Russian authorities have refused to open a criminal investigation, saying that no hard evidence of poisoning has been found.
Russia said earlier on September 9 it had protested strongly to Berlin’s envoy to Moscow over “unfounded accusations and ultimatums” purportedly made by Germany over Navalny’s illness.
During a meeting at the Russian Foreign Ministry, the German ambassador was warned that a refusal by Berlin to provide Moscow information in the case would be seen as a “hostile provocation” that would be “fraught with consequences,” a ministry statement said.
The ministry also protested what it called Berlin’s “obvious use of the situation as a means to discredit our country on the international stage.”
The German government said the test results showing that Navalny was the victim of a nerve-agent attack have been handed over to the Organization for the Prohibition of Chemical Weapons (OPCW).
The government saw no reason to hand the evidence directly to Russia, deputy spokeswoman Martina Fietz told reporters, adding, “We continue to appeal to the Russian side to deliver information.”
Before the German ambassador was summoned by Russian officials, Foreign Minister Sergei Lavrov criticized Germany’s “completely inappropriate attitude toward official requests we send to Berlin.”
He called Germany’s tone “absolutely unacceptable.”
Earlier in the day, the Russian Foreign Ministry accused the Group of Seven (G7) countries of an “unfolding massive disinformation campaign” to whip up support for sanctions over the Navalny case.
“The whipping up of hysteria around this case is only growing” and “the main task is not in caring for A. Navalny’s health or discovering the true reasons for his hospitalization but in mobilizing sanctions sentiments,” the ministry said in a statement.
The statement came after G7 foreign ministers late on September 8 condemned Navalny’s “confirmed poisoning” and demanded that Russia quickly find and prosecute those behind the “abhorrent” attack.

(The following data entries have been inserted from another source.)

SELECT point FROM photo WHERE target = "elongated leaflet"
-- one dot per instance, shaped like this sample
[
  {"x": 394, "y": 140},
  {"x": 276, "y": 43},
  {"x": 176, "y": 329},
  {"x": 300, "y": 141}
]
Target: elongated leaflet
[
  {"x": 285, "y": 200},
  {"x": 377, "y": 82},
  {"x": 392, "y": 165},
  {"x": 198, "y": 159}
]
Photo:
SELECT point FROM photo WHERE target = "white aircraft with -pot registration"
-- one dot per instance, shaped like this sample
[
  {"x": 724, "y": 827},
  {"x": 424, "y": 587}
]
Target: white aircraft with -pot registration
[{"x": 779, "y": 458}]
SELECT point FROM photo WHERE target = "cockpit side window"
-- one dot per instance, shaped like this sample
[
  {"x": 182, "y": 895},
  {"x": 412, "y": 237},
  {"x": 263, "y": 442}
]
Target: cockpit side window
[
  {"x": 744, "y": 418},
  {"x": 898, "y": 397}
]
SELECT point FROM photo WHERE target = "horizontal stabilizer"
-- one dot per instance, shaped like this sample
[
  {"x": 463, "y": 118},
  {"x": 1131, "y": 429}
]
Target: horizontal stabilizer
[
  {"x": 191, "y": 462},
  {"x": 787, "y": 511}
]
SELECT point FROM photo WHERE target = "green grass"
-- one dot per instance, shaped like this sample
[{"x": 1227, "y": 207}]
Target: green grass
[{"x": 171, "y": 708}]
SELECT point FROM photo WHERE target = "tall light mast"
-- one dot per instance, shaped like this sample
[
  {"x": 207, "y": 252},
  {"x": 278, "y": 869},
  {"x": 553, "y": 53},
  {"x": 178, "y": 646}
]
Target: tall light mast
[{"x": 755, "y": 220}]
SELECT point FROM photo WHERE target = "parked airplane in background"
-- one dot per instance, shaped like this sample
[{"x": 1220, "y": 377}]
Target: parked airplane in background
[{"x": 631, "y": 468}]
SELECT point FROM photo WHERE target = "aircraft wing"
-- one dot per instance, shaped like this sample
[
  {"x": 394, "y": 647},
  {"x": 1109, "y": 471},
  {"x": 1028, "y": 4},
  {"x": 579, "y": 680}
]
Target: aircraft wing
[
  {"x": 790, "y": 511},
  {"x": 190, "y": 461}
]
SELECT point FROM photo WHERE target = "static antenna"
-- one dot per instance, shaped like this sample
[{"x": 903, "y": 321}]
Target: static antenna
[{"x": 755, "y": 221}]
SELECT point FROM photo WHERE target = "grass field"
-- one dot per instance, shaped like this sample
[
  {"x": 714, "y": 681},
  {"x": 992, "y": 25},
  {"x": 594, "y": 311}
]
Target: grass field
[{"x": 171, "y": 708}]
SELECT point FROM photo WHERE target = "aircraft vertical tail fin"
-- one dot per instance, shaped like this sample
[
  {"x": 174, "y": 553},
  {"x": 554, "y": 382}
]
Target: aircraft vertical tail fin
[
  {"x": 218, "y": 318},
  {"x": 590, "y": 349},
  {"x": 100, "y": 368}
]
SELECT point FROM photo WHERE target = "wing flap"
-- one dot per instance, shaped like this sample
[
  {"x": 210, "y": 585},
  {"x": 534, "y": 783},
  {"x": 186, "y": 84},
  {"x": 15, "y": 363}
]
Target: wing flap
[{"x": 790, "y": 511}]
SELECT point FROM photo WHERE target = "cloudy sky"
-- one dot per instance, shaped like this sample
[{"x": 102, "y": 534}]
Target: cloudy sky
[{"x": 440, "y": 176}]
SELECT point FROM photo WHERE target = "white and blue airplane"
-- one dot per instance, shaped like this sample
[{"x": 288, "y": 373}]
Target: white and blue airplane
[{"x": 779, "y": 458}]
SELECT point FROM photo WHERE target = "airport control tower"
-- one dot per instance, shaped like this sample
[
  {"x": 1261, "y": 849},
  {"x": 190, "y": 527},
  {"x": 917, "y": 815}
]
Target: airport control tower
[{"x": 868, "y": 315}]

The Berlin hospital where Navalny is being treated said on September 7 he had awaken from a medically induced coma and was responding to verbal stimuli. However, it said it was unclear what long-term effects he will suffer.
Navalny has led nationwide protests against Russian President Vladimir Putin and has been attacked with a dangerous chemical and fallen ill in Russian custody in the past.
Other Kremlin opponents have been killed or targeted in recent years, including investigative journalist Anna Politkovskaya, former Russian security officer Aleksandr Litvinenko, former Russian Deputy Prime Minister and opposition leader Boris Nemtsov, and former Russian double agent Sergei Skripal.
Skripal and his daughter, Yulia, were poisoned with Novichok in the British city of Salisbury in 2018, and British investigators have implicated Russian security agencies.